The topic of marijuana stocks seems to have entered the mainstream in 2018, with chatter about these stocks popping up much more frequently among individual investors this year than in the past.
Below are four key (and somewhat overlapping) reasons many investors are talking about marijuana stocks -- and one notable reason the topic of hemp stocks should soon be crossing many more investors' lips.
1. Strong recent performance of many marijuana stocks
There's nothing that attracts investor attention to a particular stock or group of stocks more than powerful performance. As the following one-year chart shows, many marijuana stocks went ballistic in late summer in advance of Canada's legalization of marijuana for adult recreational use -- a topic we'll get to in a moment -- though most of the group has pulled back since then.
Over the last year, for instance, Canadian marijuana growers Canopy Growth (NYSE:CGC), which is the largest marijuana stock by market cap and worth watching, and Cronos Group are up 148% and 192%, respectively. Shares of Canadian grower Tilray, the second-largest marijuana stock by market cap, have gained 344% since the company began trading on a U.S. stock exchange in July.
2. Torrid marijuana market growth projections
Growth projections for the burgeoning legal global marijuana market vary by source, but it seems universally predicted that this space will experience torrid growth.
ArcView Market Research and BDS Analytics project the market to grow from $9.5 billion in 2017 to $32 billion in 2022. That's a 27.5% compound annual growth rate (CAGR).
3. Canada's legalization of recreational marijuana
One big reason the topic of marijuana stocks has exploded onto the scene in 2018 stems from Canada's legalization of adult recreational use of cannabis on Oct. 17. This historic event made our neighbor to the north the first industrialized country where recreational marijuana use is legal across the land and only the second country (behind Uruguay) in the world where this is so. Once the recreational market is up to speed, it's projected to be worth $5 billion per year or more.
Only dried flower and cannabis oils became legal in October. Other products, such as cannabis-infused beverages, edibles, and other consumer products, are expected to get the green light from Canada next year.
4. U.S. marijuana legalization momentum
Canada is garnering much attention, but the big prize is the U.S. market. This country's legal marijuana market size was pegged at $8.5 billion in 2017 -- or 89% of the total global market -- by ArcView Market Research and BDS Analytics. While that percentage is projected to shrink as legalization gains momentum around the globe, the U.S. market still will account for a large portion of 2022's projected legal global marijuana revenue, according to the same source. The U.S. cannabis market will grow at a CAGR of 22% over the next five years, to $23.4 billion, according to ArcView and BDS.
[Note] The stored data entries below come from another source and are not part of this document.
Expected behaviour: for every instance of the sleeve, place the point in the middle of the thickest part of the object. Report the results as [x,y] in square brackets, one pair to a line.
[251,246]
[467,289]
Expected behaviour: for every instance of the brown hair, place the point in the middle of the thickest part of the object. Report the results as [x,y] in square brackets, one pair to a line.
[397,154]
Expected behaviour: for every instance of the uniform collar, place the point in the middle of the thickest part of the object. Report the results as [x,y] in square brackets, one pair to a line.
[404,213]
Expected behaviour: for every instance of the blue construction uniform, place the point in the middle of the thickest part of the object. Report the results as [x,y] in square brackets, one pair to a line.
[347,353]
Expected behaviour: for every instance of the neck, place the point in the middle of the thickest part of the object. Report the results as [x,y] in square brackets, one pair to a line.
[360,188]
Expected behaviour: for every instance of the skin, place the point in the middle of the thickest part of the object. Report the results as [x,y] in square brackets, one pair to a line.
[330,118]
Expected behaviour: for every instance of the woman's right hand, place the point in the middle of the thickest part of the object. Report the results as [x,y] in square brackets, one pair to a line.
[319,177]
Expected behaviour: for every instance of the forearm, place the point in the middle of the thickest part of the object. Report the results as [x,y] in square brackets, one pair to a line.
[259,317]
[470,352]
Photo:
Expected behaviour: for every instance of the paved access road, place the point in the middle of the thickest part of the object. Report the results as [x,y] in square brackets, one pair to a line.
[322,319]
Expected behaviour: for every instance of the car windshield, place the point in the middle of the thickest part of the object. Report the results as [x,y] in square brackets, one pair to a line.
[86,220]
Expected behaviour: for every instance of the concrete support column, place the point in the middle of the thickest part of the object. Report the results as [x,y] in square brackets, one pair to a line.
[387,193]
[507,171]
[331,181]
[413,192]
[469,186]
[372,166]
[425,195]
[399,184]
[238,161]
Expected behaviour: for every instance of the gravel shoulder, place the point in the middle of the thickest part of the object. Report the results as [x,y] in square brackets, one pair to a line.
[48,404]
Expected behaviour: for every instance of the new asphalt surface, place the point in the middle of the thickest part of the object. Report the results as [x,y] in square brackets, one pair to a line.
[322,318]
The marijuana legalization movement in the U.S. gained speed in 2018. Notably, on Jan. 1, California -- which in 1996 became the first state to give the green thumbs up to medical marijuana -- legalized cannabis for recreational use. This move has huge financial implications since the Golden State has the fifth-largest economy in the world.
More recently, in November's midterm elections, voters in Missouri and Utah gave the green light to marijuana for treating medical conditions, and folks in Michigan voted to legalize cannabis for recreational use. There are now 32 states where medical marijuana is (or soon will be) legal, and 11 states plus Washington, D.C where recreational use won't (or soon won't) run afoul of the law.
5. U.S. hemp-derived CBD market on verge of exploding in size
On Wednesday, leaders of the U.S. Senate and House agricultural committees reached a tentative agreement on the 2018 Farm Bill, according to the Washington Post. This legislation has huge implications for the cannabis industry because there are provisions in it that would make it legal across the U.S. to grow industrial hemp -- and cannabidiol (CBD) can be derived from hemp.
CBD is a chemical substance found in the cannabis species -- both marijuana and hemp -- which has various wellness benefits associated with it. The key difference between marijuana and hemp is that hemp has negligible concentrations of tetrahydrocannabinol (THC), which is the substance in marijuana that's responsible for its psychotropic effects.
If the bill makes it through Congress and is signed by President Trump, as widely expected, industrial hemp should be legal on Jan. 1, 2019. If this occurs, the U.S. market for hemp -- and its derivatives -- is expected to soar. The hemp-derived CBD market is projected to rocket from about $591 million this year to $22 billion by 2022, according to the Brightfield Group. That's a whopping 37-fold increase in just four years!
Canopy Growth is a company to watch in the hemp space. It's been positioning itself to hit the ground running when the farm bill passes. Once hemp is legal on a federal level in the U.S., Canopy will be able to enter the U.S. market with CBD products derived from hemp.